The Freedom Fund has been increasingly focused on achieving systemic change, by challenging the norms and rules that enable modern slavery to persist. Transforming these systems requires coordinated action and a deep understanding of the context. For these reasons, we are excited to share the findings from an evaluation of our central Nepal hotspot, tracing the sector-level change that is taking place and how it is being achieved.

Read the evaluation report here.

Since 2015, our central Nepal hotspot program has been supporting children to exit Kathmandu’s adult entertainment sector. The sector is known to be a harmful place for children (mostly girls) to work, 99% of them are considered to be in the worst forms of child labour and over 60% have been subjected to groping, forced to watch pornography or made to engage in intimate sexual activities with customers.

It is understood that there has been a notable reduction in the numbers of minors working in Kathmandu’s adult entertainment sector. A 2019 prevalence study by Dank et al., commissioned by the Freedom Fund, found approximately 1,650 children working in the sector, significantly lower than estimates from several studies a decade prior.
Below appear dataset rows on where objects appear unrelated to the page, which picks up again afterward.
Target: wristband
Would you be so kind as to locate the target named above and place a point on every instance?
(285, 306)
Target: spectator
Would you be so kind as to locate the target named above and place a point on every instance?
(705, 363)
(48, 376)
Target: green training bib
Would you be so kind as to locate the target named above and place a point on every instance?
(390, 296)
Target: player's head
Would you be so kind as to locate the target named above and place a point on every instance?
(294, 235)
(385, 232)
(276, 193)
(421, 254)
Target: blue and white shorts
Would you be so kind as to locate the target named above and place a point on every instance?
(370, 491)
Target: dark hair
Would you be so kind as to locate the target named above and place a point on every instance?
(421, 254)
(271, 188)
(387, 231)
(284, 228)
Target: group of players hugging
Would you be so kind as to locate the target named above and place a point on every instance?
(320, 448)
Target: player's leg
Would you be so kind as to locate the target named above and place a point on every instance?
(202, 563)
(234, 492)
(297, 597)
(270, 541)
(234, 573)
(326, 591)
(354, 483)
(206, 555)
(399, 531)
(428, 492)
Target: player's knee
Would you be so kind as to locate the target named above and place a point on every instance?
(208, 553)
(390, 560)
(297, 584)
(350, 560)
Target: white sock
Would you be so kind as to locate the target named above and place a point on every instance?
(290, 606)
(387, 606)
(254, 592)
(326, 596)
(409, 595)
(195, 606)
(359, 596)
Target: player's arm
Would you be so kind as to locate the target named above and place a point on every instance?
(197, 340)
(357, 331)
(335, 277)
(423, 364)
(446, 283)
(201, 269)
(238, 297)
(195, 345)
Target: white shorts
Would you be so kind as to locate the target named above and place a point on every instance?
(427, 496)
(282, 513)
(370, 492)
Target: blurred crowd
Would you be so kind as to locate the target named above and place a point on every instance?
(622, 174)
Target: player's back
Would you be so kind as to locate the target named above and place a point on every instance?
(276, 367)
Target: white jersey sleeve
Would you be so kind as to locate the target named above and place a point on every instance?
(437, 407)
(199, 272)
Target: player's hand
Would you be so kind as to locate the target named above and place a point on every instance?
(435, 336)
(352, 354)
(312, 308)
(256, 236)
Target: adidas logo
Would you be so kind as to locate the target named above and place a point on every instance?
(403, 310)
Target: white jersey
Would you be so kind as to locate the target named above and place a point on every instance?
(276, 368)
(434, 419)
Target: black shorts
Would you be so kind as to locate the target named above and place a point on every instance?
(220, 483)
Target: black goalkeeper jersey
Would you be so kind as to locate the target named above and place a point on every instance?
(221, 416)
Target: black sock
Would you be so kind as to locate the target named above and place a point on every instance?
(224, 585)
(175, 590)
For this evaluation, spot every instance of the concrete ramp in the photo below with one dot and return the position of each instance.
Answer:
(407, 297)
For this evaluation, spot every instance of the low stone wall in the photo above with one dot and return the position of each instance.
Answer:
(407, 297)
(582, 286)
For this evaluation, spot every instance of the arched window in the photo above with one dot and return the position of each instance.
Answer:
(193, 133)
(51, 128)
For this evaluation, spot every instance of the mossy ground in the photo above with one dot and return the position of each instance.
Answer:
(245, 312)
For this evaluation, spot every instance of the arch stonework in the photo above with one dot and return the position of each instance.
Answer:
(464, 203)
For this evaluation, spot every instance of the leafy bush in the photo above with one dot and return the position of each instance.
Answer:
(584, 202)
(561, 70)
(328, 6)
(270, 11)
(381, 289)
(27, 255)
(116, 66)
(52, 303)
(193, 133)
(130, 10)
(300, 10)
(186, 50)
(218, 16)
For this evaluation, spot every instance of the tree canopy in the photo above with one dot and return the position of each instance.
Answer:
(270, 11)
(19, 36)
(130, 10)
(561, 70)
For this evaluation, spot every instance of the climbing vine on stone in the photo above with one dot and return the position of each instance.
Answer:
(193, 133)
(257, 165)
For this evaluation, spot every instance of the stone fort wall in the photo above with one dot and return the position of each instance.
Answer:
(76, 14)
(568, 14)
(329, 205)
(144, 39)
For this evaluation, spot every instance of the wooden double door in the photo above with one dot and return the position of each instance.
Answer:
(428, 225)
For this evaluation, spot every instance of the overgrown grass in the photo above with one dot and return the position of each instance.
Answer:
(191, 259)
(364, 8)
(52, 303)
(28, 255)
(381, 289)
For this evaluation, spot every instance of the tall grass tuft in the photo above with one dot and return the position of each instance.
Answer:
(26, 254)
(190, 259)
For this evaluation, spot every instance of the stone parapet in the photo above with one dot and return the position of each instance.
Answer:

As a follow-up to these quantitative findings, the Freedom Fund asked Progress Inc. to conduct an evaluation, using a process-tracing methodology to assess our program’s contribution to the reduction in the prevalence of minors working in the adult entertainment sector.

Based on feedback from 103 stakeholders, both internal and external to the program, the evaluation concluded that the most impactful steps in reducing the number of minors have been: (1) increased frequency of workplace inspections and (2) stricter provisions in the Children’s Act (2018) and Labour Act (2017) which prohibit minors from adult entertainment venues and improve conditions for adult workers.

There was strong sentiment among government officials and business owners that the Freedom Fund’s NGO partners played a visible role in advocating for the stricter laws, facilitating government inspections and sensitising employers to the stricter laws. Nonetheless, evaluators identified the need for NGOs to hand over more of their activities to, and strengthen response by, government bodies in order to ensure longer-term sustainability.